How Submetering Can Help You Save on Building Energy Costs

Facility managers around the country are feeling the pressure to have high performing, modern facilities that operate more efficiently and cost-effectively. Government incentives for greener building practices and dropping costs for energy efficient equipment have spurred a movement in the building industry. As more building owners develop this philosophy, most projects are now designed with at least some energy-saving features. But energy-efficient equipment can only do so much. Ultimately, facility managers are challenged with controlling energy costs of new or existing buildings with variables such as operation times, occupant comfort levels, and equipment operations that play a heavy factor in overall energy usage. But energy metering can give managers the power needed to control energy consumption and reduce overall costs. Learn how submetering works – and how it can help you save up to 30% on your energy costs.

The High Costs of Building Operations

Even as we shift toward renewable sources, energy costs are still a big expense for building managers. Until we can move almost entirely to renewable sources, facility managers will have to adjust operations to account for rising energy costs. Whether it’s for manufacturing, data centers, or an educational facility, buildings have heavy energy loads that must be met. HVAC systems, lighting, computers, and machinery all require large amounts of power, which is why reducing those costs anywhere you can is necessary to offset rising energy costs.

How Your Building Consumes Energy

Reducing energy consumption in a building or facility is the first major step to controlling energy costs. Installing energy efficient HVAC equipment and lighting, supplementing with renewable energy such as PVs, and using Building Automation Systems (BAS) to control energy guzzling systems are all key. But how do you know these things will work as you expect? The most accurate way to control your energy consumption is to measure it using submetering. This allows you to understand and adjust your energy consumption. Metering allows you to monitor everything from lights to computers to HVAC systems to understand how much energy is being consumed.

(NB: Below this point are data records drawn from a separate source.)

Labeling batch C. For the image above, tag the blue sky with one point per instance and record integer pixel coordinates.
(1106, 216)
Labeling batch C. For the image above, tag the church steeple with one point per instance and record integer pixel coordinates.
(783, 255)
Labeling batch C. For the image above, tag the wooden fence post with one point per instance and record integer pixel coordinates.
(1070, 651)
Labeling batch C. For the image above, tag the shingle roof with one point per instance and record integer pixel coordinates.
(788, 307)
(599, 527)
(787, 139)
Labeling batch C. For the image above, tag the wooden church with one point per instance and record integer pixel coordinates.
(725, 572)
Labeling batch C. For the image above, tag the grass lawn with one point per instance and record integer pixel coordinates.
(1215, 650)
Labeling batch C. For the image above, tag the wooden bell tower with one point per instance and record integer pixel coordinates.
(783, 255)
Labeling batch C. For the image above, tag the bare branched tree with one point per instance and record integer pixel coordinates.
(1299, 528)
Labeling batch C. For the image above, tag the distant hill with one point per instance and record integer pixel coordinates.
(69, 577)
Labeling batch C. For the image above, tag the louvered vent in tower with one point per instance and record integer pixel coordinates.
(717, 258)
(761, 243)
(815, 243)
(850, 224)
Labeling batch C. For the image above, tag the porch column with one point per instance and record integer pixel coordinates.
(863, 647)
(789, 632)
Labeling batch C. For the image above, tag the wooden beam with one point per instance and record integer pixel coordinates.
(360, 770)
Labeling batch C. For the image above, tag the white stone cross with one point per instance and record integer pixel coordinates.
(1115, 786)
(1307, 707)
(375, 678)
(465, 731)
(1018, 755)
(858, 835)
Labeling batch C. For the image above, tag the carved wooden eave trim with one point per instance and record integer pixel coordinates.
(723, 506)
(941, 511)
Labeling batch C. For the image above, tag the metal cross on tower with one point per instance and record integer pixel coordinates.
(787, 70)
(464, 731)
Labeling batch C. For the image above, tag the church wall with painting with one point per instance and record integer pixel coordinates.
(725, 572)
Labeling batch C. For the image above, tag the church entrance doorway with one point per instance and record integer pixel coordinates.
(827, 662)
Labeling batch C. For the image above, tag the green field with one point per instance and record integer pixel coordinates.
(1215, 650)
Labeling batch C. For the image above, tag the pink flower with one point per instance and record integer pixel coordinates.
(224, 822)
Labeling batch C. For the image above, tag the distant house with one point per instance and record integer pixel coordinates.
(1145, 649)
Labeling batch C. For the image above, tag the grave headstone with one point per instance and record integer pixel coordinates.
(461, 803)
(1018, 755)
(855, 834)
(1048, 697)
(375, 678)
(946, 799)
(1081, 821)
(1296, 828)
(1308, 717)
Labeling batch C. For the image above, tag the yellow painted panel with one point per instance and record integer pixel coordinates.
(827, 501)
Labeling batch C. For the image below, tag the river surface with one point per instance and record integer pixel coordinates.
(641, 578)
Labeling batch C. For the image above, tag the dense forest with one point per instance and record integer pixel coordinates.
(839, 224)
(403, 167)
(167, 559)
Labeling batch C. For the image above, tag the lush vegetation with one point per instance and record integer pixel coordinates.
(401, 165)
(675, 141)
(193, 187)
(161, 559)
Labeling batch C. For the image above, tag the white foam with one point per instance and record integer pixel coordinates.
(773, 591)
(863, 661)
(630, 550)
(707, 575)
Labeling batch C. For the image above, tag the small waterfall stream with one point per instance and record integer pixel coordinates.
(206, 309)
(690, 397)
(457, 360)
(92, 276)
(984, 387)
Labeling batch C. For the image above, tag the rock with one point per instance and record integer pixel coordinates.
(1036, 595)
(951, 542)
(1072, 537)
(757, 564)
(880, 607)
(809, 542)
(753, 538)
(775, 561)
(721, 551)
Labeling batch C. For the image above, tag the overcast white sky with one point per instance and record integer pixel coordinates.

How Utility Submetering Works

Your building utility meter will show you the overall building energy consumption, but only submetering can provide you with the data you need to make actionable decisions about how your facility uses energy. Submetering on individual pieces of equipment and spaces within your facility can break down energy consumption in time frames as small as a quarter and half hours to give real-time snapshots of energy usage. Submetering devices can then be interconnected to a software so you can view trends and chart areas that need attention. These may be consuming more than the normal amount of energy or wasting energy at night or on weekends. This data can be used to adjust building operations such as HVAC startups and set points, automatic lighting shutoffs, and other areas of high energy consumption.

Developing an energy performance plan based on your facility’s energy needs is the first step to reducing energy costs. Using submetering devices can give you the data you need to assess your current consumption and identify areas that need the most control. Finding the largest consumers of energy in your building then allows you to make actionable steps to improve their performance, reduce energy usage, and reallocate energy sources. After a plan is put in place, energy monitoring will allow you see the results in real time, allowing you to make adjustments if one method isn’t working.